On weekends there was also Monitor from NBC. It opened a new world-with an ongoing live nationwide broadcast from Saturday morning to late Sunday. It was a mix of everything in life, in a fascinating format that was powerful enough to draw the attention of this kid away from rock and jazz.
A pending death of AM radio is a personal thing.
My first radio news job was at WERK, a six tower, small watt AM radio station in Muncie. It was great training ground learning from news directors Ron Branson, Jack Gardner, who was also a county sheriffs deputy and then the legendary Fred Hinshaw, who was also a highly regarded state legislator, and a published poet. Before he landed in Muncie he had been an NBC announcer. He and Lorne Green, later of Bonanza, were the networks star talent. Muncie got lucky.
It also helped to pay the college education expenses, since I ended up working so many hours. I ran the police beat, managed all of the weekend news and even had a record show-after all it was small town radio.

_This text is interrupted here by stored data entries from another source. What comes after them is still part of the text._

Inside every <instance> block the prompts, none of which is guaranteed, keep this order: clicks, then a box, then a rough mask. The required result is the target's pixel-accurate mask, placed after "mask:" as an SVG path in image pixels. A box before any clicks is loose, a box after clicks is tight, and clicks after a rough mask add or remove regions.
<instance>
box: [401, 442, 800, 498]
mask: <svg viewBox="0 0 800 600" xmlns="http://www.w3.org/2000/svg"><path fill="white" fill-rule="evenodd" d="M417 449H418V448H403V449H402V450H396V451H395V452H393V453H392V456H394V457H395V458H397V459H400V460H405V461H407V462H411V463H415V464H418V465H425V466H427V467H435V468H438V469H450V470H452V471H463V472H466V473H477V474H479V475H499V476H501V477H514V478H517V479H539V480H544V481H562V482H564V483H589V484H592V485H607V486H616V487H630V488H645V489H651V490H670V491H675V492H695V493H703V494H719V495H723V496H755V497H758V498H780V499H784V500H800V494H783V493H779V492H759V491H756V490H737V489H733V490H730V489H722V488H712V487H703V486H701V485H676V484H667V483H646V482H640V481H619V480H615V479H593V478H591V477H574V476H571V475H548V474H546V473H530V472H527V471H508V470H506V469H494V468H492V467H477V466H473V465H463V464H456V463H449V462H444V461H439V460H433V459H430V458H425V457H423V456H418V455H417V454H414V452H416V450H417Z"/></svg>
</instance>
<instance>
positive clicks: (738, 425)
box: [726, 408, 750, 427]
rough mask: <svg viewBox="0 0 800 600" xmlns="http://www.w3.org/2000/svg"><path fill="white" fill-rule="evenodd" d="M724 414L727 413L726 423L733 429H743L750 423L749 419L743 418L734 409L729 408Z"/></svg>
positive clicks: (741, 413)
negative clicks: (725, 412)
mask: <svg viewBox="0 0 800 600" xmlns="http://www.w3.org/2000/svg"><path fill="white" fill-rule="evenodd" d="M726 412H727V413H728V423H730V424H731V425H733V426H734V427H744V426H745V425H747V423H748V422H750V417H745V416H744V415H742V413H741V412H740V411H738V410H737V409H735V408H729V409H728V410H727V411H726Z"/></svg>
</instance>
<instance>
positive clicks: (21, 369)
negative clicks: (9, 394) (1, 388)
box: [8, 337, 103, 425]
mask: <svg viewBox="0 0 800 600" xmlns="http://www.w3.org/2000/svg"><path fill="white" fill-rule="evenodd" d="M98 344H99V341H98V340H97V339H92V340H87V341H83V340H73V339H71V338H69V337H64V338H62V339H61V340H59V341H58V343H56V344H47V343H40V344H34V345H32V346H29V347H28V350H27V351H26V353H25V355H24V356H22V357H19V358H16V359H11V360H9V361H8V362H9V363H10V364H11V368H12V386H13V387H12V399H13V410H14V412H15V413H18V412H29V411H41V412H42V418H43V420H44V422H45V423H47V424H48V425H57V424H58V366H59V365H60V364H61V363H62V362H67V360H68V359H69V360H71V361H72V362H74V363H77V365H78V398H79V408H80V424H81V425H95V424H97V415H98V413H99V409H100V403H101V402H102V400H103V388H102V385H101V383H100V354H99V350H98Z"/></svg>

It was a new station, signing on in 1965 and it was a sensation in Muncie.
Above Tommy the C, Wild Bill and Lar on the Air McCabe and the Union 76 car stoppers in a promotional shoot.
There was a cache to being being a college lad on the hit radio station at a time when dorm rooms, fraternity houses, sorority suites and businesses blasted your station rock and roll. AM and Rock was a powerful cultural institution until it changed.
Up the road in the state capitol of Indianapolis a 50 thousand Watt powerhouse and well established radio station owned the market. It was a mix of personality and music, special events programming and a sense of community. Everything a good AM radio station was supposed to be. It was old school.
Enter James C. Hilliard. He had done a tour as a radio star on WIBC and had gone off to bigger markets. He returned to manage WIBC and to change radio in historic ways.
Hilliard created a new image for the staid WIBC. It became more contemporary, and fun. It emphasized community and featured enormously popular personalities, exciting contests, and creative engagement of listeners. It played to one of the stations's strengths, the powerful news department.
Award winning news director Fred Heckman went on to become a bit of legend in radio news. At the time he was known as a no nonsense hard boiled newsman. Here again my life and AM were to be intertwined. The giant 1070 WIBC lurked in my future
When Lana and I honeymooned in Europe in the spring and summer of 1969, I asked a friend to fill in on my WERK shift. That's the kind of world it was back then. The friend was Dave Letterman. He told me on my return that Heckman had called looking for the "young charger" news reporter in Muncie. Dave told him I was in Europe and Heckman said "have him give me a call when he gets back." I did.
He hired me to join his state capitol news team and told me to get a hair cut, even though Lana had extensively cut my near shoulder length hair the night before the interview.
A book, countless articles, documentary films and stories have been done about what was about to happen.
Mike Griffin, a Notre Dame journalism student had worked at a South Bend newspaper and was eventually hired at a radio station, where he had a music show. That's where Conner and Griffin met. In the interim Griffin joined Naval Air and was stationed to a base in San Francisco, where he absorbed the culture and music and spent weekends photographing the city's mid 60's vibe, music and clubs.